After identifying the exact clusters, the concept of quantum bits’ representation is used for achieving the global optimization in PFCM. Here, PFCM depends on the reduction in the objective function that is mathematically represented in Eq. (8), (9), and (10).

$$ J_{\text{PFCM}} \left( {U,T,V} \right) = \mathop \sum \limits_{i = 1}^{C} \mathop \sum \limits_{j = 1}^{n} (u_{ij}^{m} + t^{n} )d^{2} (x_{j} ,v_{i} ) $$

(8)

where

$$ \sum\limits_{i = 1}^{c} {\mu_{ij} = 1,\quad \forall j \in \left\{ {1, \ldots ,n} \right\}} $$

(9)

$$ \sum\nolimits_{j = 1}^{n} {t_{ij} = 1,\quad \forall i \in \left\{ {1, \ldots ,c} \right\}} $$

(10)

where T is denoted as typicality matrix, J_PFCM is indicated as objective function, U is denoted as partition matrix, and V is represented as vector of cluster centres. In this work, the objective function is evaluated by utilizing the number of cluster centres and the degree of membership, as mathematically denoted in Eqs. (11)–(13).

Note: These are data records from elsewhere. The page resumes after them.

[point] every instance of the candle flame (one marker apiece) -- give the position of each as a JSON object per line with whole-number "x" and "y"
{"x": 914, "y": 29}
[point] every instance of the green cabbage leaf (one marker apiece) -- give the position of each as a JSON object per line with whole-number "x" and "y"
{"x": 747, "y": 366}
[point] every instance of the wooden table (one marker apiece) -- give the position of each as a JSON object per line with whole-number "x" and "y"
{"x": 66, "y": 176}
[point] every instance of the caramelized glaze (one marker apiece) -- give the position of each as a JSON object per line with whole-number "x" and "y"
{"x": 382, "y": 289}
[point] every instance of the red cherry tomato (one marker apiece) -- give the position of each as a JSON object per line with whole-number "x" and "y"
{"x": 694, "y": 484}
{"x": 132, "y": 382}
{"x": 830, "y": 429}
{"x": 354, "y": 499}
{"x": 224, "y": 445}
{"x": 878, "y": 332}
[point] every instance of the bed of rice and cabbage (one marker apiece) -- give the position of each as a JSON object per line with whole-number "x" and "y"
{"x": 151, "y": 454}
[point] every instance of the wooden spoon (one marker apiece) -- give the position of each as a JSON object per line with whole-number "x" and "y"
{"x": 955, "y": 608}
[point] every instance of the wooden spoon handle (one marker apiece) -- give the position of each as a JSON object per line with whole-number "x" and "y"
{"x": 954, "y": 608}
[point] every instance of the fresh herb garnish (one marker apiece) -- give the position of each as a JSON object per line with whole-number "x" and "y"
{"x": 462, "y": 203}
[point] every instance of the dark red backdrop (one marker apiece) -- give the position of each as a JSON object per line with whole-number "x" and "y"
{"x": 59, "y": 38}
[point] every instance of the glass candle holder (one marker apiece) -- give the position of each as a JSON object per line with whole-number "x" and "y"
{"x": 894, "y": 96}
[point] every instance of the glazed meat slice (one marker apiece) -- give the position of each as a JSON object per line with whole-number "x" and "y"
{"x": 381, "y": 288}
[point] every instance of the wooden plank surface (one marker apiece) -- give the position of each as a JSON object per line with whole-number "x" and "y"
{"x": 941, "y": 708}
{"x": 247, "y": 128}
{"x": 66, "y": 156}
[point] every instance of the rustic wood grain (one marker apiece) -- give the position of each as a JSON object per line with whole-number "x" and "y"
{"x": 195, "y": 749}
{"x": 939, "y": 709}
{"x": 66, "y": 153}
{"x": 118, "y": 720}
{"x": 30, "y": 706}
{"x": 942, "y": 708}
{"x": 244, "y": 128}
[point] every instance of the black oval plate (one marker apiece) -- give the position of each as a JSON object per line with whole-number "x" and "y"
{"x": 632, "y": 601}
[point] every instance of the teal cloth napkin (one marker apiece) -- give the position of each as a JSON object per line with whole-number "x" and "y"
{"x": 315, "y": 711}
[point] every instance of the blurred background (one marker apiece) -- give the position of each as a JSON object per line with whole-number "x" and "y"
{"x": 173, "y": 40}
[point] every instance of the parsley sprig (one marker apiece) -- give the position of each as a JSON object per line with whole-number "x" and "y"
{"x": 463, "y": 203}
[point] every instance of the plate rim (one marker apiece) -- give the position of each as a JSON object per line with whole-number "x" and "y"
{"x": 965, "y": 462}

$$ \mu_{ij} = \left[ {\mathop \sum \limits_{k = 1}^{c} \left( {\frac{{dx_{j} , v_{i} }}{{dx_{j} , v_{k} }}} \right)^{{\frac{2}{m - 1}}} } \right]^{ - 1} , 1 \le i \le c,\quad 1 \le j \le n $$

(11)

$$ t_{ij} = \left[ {\mathop \sum \limits_{k = 1}^{n} \left( {\frac{{dx_{j} , v_{i} }}{{dx_{j} , v_{k} }}} \right)^{{\frac{2}{n - 1}}} } \right]^{ - 1} , 1 \le i \le c,\quad 1 \le j \le n $$

(12)

$$ v_{i} = \frac{{\mathop \sum \nolimits_{k = 1}^{n} \left( {u_{ik}^{m} + t_{ik}^{n} } \right)x_{k} }}{{\mathop \sum \nolimits_{k = 1}^{n} \left( {u_{ik}^{m} + t_{ik}^{n} } \right)}}, \quad 1 \le i \le c $$

(13)

where n is indicated as number of data points that are described by the coordinates (x_j, v_i), which are utilized for calculating the distance between cluster centres and datasets, and c is stated as number of cluster centres. Modified PFCM clustering algorithm creates memberships and possibilities with normal cluster centres and prototypes of each cluster [37]. Here, selecting the objective function is the crucial aspect for enhancing the performance of clustering method. In this paper, the clustering performance is evaluated based on the objective function. In order to develop an effective objective function, the following requirements are considered:

The distance between the clusters needs to be diminished.
The distance between the data points (assigned in the clusters) needs to be decreased.

In addition, the objective function of modified PFCM clustering algorithm is enhanced by using driven prototype learning of parameter $ \alpha $. The learning mechanism of $ \alpha $ is dependent between the clusters, which is updated at each iteration. The parameter $ \alpha $ is mathematically stated in Eq. (14).

$$ \alpha \; = \;\exp \left( { - \min_{i \ne k} \frac{{\parallel v_{i} - v_{k} \parallel^{2} }}{\beta }} \right) $$

(14)

where $ \beta $ is signified as the sample variance that is denoted in Eq. (15).

$$ \beta \; = \;\frac{{\sum\nolimits_{j = 1}^{n} {\parallel x_{j} \; - \;\bar{x}\parallel^{2} } }}{n} $$

(15)

where $ \bar{x}\; = \;\frac{{\sum\nolimits_{j = n}^{n} {x_{j} } }}{n} $

Then, a weighting parameter is developed for calculating the value of $ \alpha $. Every point of the dataset comprises of a weight in relationship with every cluster. A better classification result is attained by using the weighting parameter, especially in the case of noisy data. Formula of weighting parameter is given in Eq. (16).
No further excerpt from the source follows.